D810 と書かれていますが, D750 も同様ですし,今後登場するニコンボディの全てが Capture NX2 に非対応となることでしょう.

とはいうものの,Capture NX-D は無料&NX2 の後継とはいえまだまだ未完成の部分が多く,なにより Capture NX2 の最大の特徴であるカラーコントロールポイントやレタッチブラシがまだ実装されておりません.トーンカーブ調整は死ぬほど重たいです.ちょっと使えない気がします.

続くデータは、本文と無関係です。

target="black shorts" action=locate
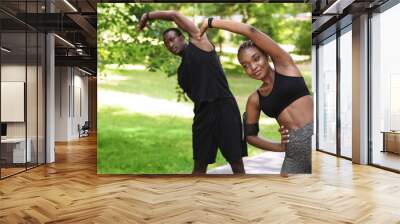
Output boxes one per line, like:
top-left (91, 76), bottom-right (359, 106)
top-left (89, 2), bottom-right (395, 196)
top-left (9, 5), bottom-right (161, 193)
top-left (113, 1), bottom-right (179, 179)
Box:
top-left (192, 98), bottom-right (247, 164)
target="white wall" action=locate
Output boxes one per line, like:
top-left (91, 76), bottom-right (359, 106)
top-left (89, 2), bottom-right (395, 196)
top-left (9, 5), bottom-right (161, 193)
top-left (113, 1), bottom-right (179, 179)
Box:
top-left (55, 67), bottom-right (88, 141)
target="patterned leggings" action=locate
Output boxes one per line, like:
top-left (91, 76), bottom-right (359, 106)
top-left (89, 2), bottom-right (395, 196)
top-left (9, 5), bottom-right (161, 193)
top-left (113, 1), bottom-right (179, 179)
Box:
top-left (281, 123), bottom-right (314, 174)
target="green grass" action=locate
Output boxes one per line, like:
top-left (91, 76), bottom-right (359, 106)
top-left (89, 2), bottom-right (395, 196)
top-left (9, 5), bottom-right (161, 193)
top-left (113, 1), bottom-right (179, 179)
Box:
top-left (97, 107), bottom-right (279, 174)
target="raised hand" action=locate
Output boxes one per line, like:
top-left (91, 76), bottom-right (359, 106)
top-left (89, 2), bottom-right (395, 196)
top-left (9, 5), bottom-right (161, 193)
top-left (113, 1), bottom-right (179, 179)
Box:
top-left (137, 12), bottom-right (149, 31)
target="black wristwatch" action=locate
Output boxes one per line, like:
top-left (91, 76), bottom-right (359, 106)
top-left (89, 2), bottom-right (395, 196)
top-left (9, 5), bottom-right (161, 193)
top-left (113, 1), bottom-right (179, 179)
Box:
top-left (208, 17), bottom-right (214, 28)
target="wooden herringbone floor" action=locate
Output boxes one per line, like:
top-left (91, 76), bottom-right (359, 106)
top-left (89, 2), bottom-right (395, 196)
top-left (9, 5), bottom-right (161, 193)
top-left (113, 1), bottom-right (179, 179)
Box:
top-left (0, 134), bottom-right (400, 224)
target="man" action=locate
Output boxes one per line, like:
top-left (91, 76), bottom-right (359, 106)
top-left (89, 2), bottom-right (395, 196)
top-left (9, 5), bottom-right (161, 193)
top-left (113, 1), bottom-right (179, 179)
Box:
top-left (138, 11), bottom-right (247, 174)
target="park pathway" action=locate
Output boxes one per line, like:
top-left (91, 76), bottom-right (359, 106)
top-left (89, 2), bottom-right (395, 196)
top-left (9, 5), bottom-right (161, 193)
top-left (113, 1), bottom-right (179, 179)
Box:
top-left (207, 152), bottom-right (285, 174)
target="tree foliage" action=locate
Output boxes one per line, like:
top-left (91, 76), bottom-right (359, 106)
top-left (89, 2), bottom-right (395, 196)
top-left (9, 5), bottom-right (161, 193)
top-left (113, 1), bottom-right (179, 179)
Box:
top-left (97, 3), bottom-right (311, 79)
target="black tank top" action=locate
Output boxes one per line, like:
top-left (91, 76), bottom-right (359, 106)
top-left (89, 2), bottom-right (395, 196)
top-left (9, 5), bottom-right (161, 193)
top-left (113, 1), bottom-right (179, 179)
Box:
top-left (178, 42), bottom-right (233, 108)
top-left (257, 71), bottom-right (310, 119)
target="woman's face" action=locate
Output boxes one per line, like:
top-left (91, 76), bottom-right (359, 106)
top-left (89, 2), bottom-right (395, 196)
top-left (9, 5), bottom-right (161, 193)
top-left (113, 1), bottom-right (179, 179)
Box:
top-left (238, 47), bottom-right (269, 80)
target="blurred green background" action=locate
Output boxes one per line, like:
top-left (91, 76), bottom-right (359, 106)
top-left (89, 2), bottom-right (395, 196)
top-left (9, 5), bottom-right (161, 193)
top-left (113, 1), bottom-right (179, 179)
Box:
top-left (97, 3), bottom-right (311, 174)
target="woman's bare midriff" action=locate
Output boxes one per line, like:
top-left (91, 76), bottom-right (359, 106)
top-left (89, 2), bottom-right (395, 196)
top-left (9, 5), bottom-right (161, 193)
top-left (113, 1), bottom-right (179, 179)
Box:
top-left (277, 95), bottom-right (314, 130)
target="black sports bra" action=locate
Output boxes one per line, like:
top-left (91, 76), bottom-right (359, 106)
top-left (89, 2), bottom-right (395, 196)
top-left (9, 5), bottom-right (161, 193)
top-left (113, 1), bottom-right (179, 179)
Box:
top-left (257, 71), bottom-right (310, 119)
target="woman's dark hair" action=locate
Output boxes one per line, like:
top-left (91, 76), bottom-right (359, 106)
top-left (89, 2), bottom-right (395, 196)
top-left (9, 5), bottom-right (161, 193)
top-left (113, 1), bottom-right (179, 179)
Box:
top-left (163, 27), bottom-right (182, 37)
top-left (237, 40), bottom-right (268, 58)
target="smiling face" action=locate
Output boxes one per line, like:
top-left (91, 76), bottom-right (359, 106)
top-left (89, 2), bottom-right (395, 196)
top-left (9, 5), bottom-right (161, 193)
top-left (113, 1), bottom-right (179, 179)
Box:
top-left (164, 30), bottom-right (185, 55)
top-left (238, 46), bottom-right (270, 80)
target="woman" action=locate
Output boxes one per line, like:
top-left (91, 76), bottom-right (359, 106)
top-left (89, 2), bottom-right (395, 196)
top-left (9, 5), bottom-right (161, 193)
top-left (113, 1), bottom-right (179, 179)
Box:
top-left (199, 18), bottom-right (313, 175)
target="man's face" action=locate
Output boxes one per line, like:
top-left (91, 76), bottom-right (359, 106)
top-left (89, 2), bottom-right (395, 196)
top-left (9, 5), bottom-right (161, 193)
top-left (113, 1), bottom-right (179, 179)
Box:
top-left (164, 30), bottom-right (185, 55)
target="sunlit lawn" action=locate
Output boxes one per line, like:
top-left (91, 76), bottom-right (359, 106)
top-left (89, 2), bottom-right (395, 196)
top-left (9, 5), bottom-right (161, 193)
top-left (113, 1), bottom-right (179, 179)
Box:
top-left (97, 107), bottom-right (279, 174)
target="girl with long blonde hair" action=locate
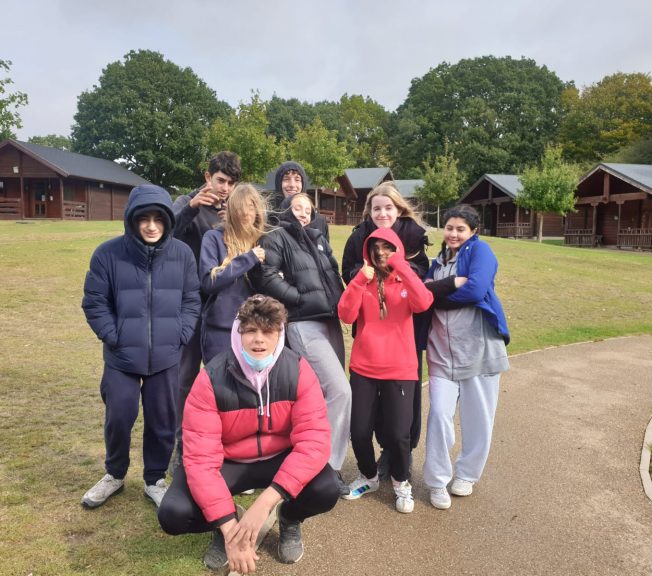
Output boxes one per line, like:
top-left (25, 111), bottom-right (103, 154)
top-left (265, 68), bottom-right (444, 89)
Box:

ここでは,Capture NX2 で D750/D810 の RAW データを直接編集できるようにする方法を紹介します*1

なんとかして D750 の RAW を Capture NX2 で扱う

やはり同様の悩みを抱えている諸兄諸姉は(世界中に)おりまして,海外にてなんとか D750 の RAW を Capture NX2 で扱う方法を提案している人たちがいます.
基本的には,Capture NX2 に対応している D610 のブランク RAW データをテンプレート化しておき,実際の D750 の RAW データをテンプレート RAW データに転記してゆき,Capture NX2 に D610 の RAW データとして渡してしまうやり方です.これには, RAW2NEF というツールを使います.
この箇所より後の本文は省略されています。